Antimicrobial regimens used in eradication are not without risk for cases of antibiotic-associated (pseudomembraneous) colitis have resulted.
A cautionary note. Helicobacter pylori infection is acquired in early childhood, probably by the faecal-oral route. The prevailing wisdom that 'the only good Helicobacter pylori is a dead Helicobacter pylori' is now tempered by the possibility that the organism (or at least certain subtypes) may perform a useful function. This view is based on evidence that gastro-oesophageal reflux symptoms may sometimes be worsened, and response to proton pump inhibitors diminished, after eradication of Helicobacter pylori. More worrying is the increased incidence of carcinoma at the gastro-oesophageal junction which correlates epidemiologically with reduced prevalence of Helicobacter pylori infection.
In summary, Helicobacter pylori eradication therapy
• indicated for gastric and duodenal ulcer not associated with NSAID use, and gastric lymphoma (especially MALT lymphoma),
• not indicated for reflux oesophagitis, and
• equivocal in value for nonulcer dyspepsia, after incidental detection, and for prophylaxis of gastric cancer.

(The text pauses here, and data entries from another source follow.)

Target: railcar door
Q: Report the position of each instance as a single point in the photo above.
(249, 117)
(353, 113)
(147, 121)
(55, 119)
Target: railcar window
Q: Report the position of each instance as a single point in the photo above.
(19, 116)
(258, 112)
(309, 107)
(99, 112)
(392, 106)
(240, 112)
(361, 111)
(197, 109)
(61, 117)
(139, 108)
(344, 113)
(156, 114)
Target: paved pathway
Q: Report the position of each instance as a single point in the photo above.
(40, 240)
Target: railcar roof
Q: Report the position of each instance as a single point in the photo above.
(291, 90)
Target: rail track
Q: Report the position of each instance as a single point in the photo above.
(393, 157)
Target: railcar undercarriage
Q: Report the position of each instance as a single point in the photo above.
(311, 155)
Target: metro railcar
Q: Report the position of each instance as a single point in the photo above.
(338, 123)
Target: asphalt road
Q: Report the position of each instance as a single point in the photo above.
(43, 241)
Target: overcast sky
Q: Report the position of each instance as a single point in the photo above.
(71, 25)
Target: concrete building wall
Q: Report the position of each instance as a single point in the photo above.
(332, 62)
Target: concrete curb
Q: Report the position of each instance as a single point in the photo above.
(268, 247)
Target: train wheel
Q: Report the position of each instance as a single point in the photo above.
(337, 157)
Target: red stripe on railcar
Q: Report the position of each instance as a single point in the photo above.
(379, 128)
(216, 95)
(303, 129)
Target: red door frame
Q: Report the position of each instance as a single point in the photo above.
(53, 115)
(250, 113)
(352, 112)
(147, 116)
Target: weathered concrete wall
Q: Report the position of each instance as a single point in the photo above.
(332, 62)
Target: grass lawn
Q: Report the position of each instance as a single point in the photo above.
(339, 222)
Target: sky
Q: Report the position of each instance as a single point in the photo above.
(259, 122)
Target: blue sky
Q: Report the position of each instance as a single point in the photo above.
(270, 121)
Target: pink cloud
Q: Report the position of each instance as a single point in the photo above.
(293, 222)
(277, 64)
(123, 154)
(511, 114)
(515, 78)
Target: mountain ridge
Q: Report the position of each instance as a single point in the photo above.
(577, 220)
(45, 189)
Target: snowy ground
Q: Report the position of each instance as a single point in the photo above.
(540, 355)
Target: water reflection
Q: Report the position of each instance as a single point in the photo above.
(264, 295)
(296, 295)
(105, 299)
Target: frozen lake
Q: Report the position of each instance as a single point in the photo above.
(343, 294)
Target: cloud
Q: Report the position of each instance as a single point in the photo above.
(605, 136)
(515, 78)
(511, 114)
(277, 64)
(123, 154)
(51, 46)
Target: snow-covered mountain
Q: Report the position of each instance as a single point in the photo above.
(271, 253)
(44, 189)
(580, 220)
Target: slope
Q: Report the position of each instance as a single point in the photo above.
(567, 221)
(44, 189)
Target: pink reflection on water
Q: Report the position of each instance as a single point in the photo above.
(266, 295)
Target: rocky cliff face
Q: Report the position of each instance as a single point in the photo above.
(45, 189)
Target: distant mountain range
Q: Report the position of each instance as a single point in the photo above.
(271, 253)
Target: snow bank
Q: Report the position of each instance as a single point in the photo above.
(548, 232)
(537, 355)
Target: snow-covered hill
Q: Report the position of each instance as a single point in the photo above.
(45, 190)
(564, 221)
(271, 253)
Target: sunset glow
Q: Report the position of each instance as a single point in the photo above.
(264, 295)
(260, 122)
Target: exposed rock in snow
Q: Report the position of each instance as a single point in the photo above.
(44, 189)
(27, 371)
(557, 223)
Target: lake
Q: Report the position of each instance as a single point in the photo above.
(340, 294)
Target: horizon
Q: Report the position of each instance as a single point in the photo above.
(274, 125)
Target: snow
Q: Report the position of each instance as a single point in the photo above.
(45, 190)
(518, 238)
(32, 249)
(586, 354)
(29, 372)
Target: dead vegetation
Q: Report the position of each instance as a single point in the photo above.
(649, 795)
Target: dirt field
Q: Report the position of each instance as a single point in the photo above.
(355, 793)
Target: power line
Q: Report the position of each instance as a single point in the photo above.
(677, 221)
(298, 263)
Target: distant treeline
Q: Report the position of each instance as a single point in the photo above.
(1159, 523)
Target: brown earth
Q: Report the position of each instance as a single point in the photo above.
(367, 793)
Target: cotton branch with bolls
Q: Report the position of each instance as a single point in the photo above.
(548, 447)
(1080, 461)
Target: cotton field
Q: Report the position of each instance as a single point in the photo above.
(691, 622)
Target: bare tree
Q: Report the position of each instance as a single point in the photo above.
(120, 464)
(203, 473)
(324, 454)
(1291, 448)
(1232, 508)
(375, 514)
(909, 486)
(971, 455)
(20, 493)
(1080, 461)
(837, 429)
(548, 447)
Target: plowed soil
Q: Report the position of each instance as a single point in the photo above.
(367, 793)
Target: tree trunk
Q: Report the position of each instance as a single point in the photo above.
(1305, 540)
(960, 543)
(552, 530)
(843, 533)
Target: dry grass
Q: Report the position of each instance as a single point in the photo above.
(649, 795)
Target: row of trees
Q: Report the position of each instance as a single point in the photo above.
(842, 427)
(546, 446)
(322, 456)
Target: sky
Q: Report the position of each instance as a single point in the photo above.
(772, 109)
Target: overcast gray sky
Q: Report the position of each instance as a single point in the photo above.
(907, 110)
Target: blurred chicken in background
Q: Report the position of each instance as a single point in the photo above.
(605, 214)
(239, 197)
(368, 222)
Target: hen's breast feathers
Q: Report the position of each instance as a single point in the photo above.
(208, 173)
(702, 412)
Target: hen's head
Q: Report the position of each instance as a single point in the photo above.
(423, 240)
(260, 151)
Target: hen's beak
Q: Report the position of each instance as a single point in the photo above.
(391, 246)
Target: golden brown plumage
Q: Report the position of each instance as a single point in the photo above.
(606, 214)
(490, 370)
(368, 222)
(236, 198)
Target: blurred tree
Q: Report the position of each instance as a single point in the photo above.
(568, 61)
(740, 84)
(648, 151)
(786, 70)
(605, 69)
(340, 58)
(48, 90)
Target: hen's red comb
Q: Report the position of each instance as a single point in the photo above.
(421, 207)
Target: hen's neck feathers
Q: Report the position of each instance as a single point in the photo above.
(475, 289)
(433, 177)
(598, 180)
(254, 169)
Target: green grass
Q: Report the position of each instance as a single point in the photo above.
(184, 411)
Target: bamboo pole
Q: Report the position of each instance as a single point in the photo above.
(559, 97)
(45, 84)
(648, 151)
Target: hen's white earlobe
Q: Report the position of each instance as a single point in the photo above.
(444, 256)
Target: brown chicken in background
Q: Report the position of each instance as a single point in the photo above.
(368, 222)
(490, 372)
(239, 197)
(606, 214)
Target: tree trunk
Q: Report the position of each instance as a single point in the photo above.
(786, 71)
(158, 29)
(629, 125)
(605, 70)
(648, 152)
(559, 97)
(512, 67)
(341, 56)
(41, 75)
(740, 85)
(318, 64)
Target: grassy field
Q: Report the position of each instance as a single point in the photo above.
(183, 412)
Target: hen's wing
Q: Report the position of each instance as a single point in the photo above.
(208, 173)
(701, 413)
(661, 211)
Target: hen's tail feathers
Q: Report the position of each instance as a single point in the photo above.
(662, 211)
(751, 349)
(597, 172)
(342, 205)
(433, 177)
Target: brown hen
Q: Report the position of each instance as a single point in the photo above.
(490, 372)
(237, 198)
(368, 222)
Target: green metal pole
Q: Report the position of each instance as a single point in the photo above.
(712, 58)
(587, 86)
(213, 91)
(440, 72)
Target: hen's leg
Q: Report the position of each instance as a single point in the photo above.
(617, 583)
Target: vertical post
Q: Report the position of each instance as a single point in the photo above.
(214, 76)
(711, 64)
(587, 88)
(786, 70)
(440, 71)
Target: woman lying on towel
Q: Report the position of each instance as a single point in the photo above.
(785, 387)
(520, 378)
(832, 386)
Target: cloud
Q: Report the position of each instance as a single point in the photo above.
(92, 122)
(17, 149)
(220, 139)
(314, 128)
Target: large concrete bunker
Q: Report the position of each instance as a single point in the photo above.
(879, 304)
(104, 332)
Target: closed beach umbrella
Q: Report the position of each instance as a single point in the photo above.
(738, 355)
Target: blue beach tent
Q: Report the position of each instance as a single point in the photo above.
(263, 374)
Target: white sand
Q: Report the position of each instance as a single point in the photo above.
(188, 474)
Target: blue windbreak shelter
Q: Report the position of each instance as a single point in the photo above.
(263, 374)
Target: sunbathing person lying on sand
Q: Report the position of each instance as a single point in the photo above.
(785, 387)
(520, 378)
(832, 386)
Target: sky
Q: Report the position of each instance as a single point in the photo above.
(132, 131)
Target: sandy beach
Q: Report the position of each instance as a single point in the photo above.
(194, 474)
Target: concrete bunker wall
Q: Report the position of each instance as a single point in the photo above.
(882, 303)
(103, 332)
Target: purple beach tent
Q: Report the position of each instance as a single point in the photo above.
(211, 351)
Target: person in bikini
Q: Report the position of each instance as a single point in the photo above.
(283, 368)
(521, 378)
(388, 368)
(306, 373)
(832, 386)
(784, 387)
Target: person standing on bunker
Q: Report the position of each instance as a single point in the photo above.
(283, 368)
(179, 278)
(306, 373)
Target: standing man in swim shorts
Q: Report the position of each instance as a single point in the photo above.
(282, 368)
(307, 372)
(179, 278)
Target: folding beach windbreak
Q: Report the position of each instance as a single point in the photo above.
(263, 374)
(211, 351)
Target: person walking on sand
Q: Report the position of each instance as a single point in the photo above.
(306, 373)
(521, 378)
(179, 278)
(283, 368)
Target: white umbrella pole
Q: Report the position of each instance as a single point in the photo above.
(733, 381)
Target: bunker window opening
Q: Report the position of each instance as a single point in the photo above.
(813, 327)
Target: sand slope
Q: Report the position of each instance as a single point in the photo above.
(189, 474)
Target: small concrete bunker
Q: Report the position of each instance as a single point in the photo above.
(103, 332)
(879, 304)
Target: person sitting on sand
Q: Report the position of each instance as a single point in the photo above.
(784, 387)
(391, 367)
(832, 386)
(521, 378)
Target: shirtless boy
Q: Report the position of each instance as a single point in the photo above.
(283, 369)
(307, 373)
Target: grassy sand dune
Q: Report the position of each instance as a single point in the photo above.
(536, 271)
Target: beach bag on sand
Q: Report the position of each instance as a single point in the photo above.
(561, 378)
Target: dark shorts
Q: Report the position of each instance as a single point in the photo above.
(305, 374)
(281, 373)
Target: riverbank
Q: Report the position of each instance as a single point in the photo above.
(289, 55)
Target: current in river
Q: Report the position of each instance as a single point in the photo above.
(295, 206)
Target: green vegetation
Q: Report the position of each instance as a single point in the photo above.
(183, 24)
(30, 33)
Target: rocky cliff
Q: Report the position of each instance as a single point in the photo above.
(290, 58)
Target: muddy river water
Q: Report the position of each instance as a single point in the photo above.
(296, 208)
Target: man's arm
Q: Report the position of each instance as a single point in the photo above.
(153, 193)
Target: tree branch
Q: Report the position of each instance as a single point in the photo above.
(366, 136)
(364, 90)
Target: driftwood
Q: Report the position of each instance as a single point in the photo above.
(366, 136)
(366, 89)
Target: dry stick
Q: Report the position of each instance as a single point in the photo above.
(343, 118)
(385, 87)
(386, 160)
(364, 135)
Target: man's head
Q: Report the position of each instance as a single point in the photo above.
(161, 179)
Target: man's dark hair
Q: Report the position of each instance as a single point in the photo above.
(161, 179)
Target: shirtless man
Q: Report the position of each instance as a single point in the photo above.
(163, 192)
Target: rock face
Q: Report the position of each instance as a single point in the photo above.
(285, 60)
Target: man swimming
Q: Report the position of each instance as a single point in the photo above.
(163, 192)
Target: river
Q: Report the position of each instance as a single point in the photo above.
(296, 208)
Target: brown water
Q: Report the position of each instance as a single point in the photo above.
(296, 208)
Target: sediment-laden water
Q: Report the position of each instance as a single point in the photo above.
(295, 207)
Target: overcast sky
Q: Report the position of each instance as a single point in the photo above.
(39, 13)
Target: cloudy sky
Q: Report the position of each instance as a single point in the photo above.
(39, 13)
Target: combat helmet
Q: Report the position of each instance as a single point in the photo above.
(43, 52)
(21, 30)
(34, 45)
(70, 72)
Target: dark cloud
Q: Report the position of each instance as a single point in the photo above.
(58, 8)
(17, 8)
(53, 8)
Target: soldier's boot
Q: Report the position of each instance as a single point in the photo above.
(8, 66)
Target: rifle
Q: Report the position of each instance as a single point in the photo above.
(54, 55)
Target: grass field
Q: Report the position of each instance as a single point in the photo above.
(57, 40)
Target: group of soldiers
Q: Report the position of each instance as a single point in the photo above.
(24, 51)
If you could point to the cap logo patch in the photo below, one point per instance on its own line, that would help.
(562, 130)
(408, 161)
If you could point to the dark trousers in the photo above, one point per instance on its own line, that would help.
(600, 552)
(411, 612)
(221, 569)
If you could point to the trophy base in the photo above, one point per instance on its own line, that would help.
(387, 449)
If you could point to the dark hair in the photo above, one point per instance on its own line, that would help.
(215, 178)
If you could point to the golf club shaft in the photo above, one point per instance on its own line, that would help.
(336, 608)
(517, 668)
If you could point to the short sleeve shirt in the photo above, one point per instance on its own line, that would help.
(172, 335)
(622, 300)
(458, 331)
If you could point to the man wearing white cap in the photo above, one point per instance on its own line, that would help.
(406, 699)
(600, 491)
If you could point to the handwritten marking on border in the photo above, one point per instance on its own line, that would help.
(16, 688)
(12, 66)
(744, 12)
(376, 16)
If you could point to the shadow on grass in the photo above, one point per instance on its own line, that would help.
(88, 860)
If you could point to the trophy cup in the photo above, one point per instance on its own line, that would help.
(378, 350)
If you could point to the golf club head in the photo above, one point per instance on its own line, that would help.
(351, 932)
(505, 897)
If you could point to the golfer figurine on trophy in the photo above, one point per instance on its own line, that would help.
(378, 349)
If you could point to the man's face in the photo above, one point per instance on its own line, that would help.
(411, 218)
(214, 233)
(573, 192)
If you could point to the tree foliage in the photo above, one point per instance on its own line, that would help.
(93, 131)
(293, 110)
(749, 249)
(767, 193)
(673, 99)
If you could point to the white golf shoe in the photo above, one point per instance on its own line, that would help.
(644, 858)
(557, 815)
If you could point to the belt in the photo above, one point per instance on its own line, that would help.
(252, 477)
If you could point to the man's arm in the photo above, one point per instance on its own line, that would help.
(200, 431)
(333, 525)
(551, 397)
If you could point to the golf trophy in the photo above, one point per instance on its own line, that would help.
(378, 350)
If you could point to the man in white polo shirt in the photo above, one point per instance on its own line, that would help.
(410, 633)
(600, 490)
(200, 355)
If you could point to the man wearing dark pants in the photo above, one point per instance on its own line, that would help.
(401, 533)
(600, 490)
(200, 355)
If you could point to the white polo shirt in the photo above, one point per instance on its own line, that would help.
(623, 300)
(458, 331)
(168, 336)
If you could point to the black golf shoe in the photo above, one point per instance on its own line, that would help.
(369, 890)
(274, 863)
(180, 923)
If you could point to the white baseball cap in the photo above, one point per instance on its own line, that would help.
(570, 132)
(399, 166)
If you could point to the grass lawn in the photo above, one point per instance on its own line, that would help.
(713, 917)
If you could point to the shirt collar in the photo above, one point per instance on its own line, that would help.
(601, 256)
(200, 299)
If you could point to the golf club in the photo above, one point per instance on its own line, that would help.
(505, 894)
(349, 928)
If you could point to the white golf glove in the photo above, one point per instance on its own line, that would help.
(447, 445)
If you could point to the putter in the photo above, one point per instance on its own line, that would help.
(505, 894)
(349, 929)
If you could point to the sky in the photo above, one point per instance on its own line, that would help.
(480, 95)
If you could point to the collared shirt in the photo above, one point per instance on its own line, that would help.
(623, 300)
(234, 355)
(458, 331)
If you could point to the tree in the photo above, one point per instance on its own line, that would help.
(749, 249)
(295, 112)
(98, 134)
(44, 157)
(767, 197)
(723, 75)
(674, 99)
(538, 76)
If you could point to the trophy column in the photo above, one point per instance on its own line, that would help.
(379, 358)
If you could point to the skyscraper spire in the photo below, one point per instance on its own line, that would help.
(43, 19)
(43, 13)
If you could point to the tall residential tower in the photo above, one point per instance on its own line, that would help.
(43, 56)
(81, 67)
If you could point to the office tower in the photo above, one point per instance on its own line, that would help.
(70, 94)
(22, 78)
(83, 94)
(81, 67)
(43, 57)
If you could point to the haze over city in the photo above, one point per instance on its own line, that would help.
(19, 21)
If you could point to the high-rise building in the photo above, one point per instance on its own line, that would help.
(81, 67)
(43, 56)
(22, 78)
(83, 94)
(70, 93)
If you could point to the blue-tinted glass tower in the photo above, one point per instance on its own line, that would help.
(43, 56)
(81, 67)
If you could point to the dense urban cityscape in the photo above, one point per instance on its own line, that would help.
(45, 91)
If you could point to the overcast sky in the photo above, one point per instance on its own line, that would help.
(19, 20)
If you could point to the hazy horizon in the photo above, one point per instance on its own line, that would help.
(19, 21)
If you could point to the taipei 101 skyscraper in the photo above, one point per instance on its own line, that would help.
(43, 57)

Some 500 million prescriptions for NSAIDs are written each year in the UK, and 10-15% of patients develop dyspepsia whilst taking these drugs. Gastric erosions develop in up to 80%, but these are usually self-limiting. Gastric or duodenal ulcers occur in 1-5%. The incidence increases sharply with age in those over 60, and the risk of ulcers and their complications is doubled in patients over 75 and those with cardiac failure or a history of peptic ulceration or bleeding. Ibuprofen may be less prone to cause these problems than other NSAIDs.
4 The urea breath test measures radiolabelled C02 in expired air after ingestion of labelled urea, exploiting the fact that the organism produces urease and can convert urea to ammonia.